Provider support varies:

Provider	temperature	top_p	top_k
OpenAI (native, Responses API)	yes	yes	no
HuggingFace, OpenResponses (OpenAI-compatible)	yes	yes	yes (via extra_body)
Google Gemini	yes	yes	yes
Bedrock	yes	yes (most models)	varies
Anthropic Claude Opus 4.7	no	no	no

Anthropic's 4.7 design moves away from low-level numeric dials toward adaptive control — fast-agent's Anthropic provider explicitly strips temperature/top_p/top_k for Opus 4.7 with a warning (see fast_agent/llm/provider/anthropic/llm_anthropic.py:1776-1786). On Opus 4.7, use output_config.effort (verbosity, including the new xhigh level between high and max) instead.
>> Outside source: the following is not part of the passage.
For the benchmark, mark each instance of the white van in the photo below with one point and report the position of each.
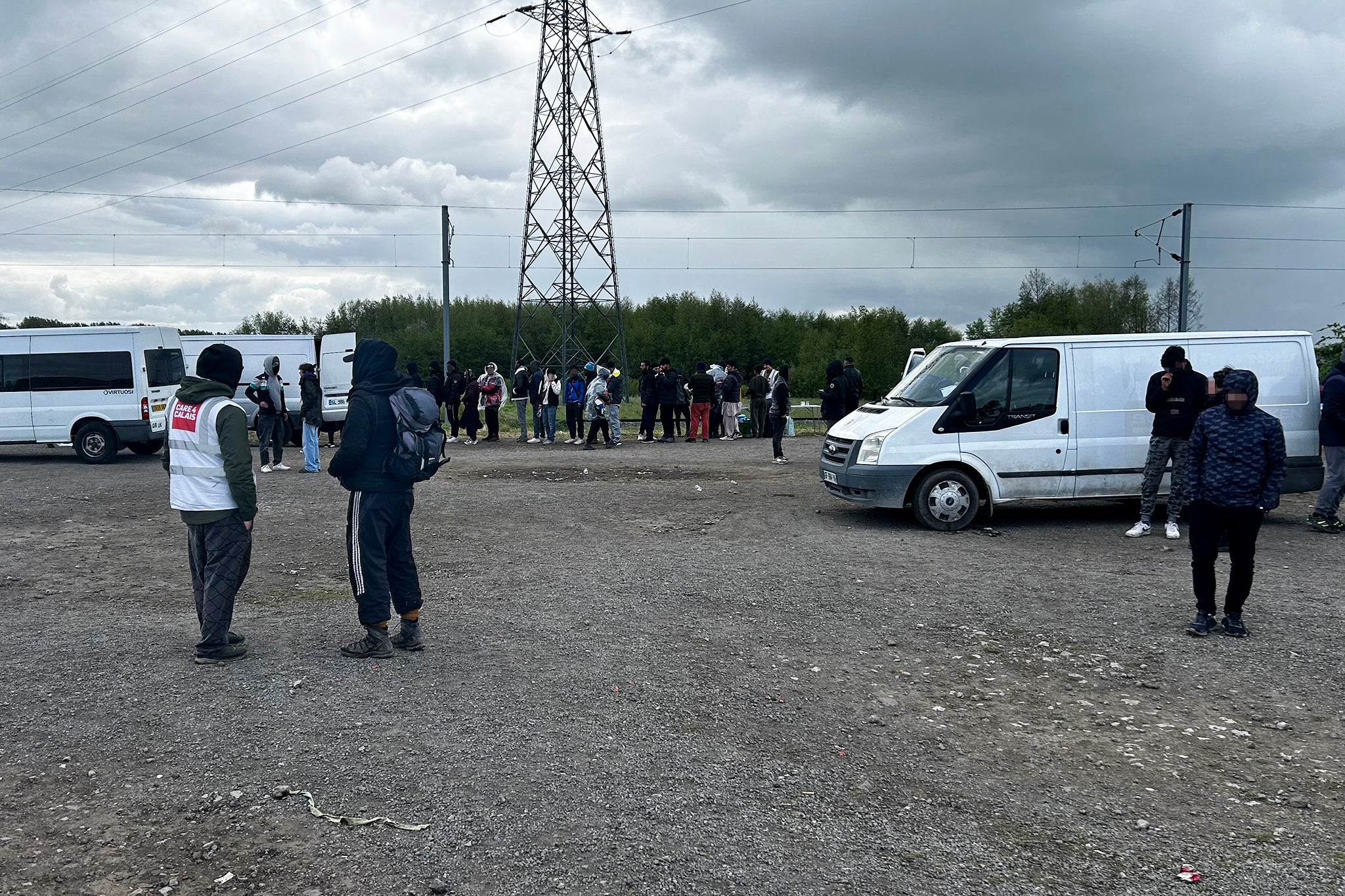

Setting request_params on an Anthropic-Opus-4.7 agent is a safe no-op — the params apply automatically the moment the agent is routed to a non-Anthropic model.

fastagent.secrets.yaml

anthropic:
  api_key: "${ANTHROPIC_API_KEY}"
openai:
  api_key: "${OPENAI_API_KEY}"
  base_url: "${OPENAI_BASE_URL}"

${ENV_VAR} placeholders are expanded at runtime from environment variables.

.env

Pallas loads .env from the working directory into os.environ without overwriting existing variables. This supports both local development and systemd deployments:

ANTHROPIC_API_KEY=sk-ant-...
OPENAI_API_KEY=sk-...
OPENAI_BASE_URL=http://my-llm-server:8080/v1

OPENAI_BASE_URL defaults to https://api.openai.com/v1 if unset. For local llama-cpp, vLLM, or other OpenAI-compatible servers, set it to their endpoint.

Environment Variables

Variable	Default	Purpose
PALLAS_AGENTS_CONFIG	agents.yaml	Override path to deployment config

---

Running Pallas

CLI

pallas                     # start all agents + registry
pallas --agent jarvis      # start a single agent (no registry)
python -m pallas.server    # equivalent to `pallas`

Startup Sequence

All agents mode (pallas):

1. Load agents.yaml, build agents table and dependency graph
2. Preflight — register unknown models with ModelDatabase, validate LLM provider API keys and model availability
3. Start the registry server on registry_port
4. Start subagents (agents listed in other agents' depends_on)
5. Wait for each subagent to become ready (HTTP probe on /mcp, 60s timeout)
6. Start top-level agents (everything not a subagent)
7. All servers run concurrently via asyncio.gather

Single agent mode (pallas --agent <name>):

1. Load agents.yaml
2. Preflight
3. Start the named agent (no registry, no dependency resolution)

Per-Agent Startup

For each agent:

1. Import the agent module (agents.<name>) and obtain its fast instance
2. Enter fast.run() context — initialises the fast-agent runtime
3. Create a MultimodalAgentMCPServer wrapping the primary agent instance
4. Resolve downstream MCP server configs from the fast-agent configuration
5. Warn if any downstream auth headers reference unset environment variables
6. Register the get_health MCP tool with downstream server info
7. Bind to 0.0.0.0:<port> and serve StreamableHTTP

---

Daedalus Integration

This section describes the contract from Pallas's perspective. The full client-side specification is in docs/pallas_integration.md.

Registration Flow

1. Daedalus stores a registry URL (e.g. http://puck.incus:23030)
2. Fetches GET {url}/.well-known/mcp/server.json
3. Discovers all agents with their MCP endpoint URLs, titles, and descriptions
4. Creates connections to each agent

Health Polling

Daedalus calls get_health on each connected agent at a configurable interval (default 60s). The response maps to UI indicators:

status	Daedalus behaviour
ok	Green badge, normal operation
degraded	Yellow badge + warning banner showing message. Chat allowed.
error	Red badge. Chat disabled.

Progress Notifications

Long-running agent tool calls (agentic loops, sub-agent delegation) emit MCP notifications/progress on the SSE stream. Daedalus must include a progressToken in the _meta of tools/call requests to opt in:

result = await session.call_tool(
    "jarvis",
    arguments={"message": user_input},
    request_params={"_meta": {"progressToken": str(uuid4())}},
)

Progress notification fields:

Field	Description
progressToken	Matches the token sent in the request
progress	Monotonically increasing step counter
total	null = indeterminate (loop in progress), 1.0 = sub-task finished
message	Status text: {server}/{tool}: started|completed|failed or {agent} step N (llm|tool)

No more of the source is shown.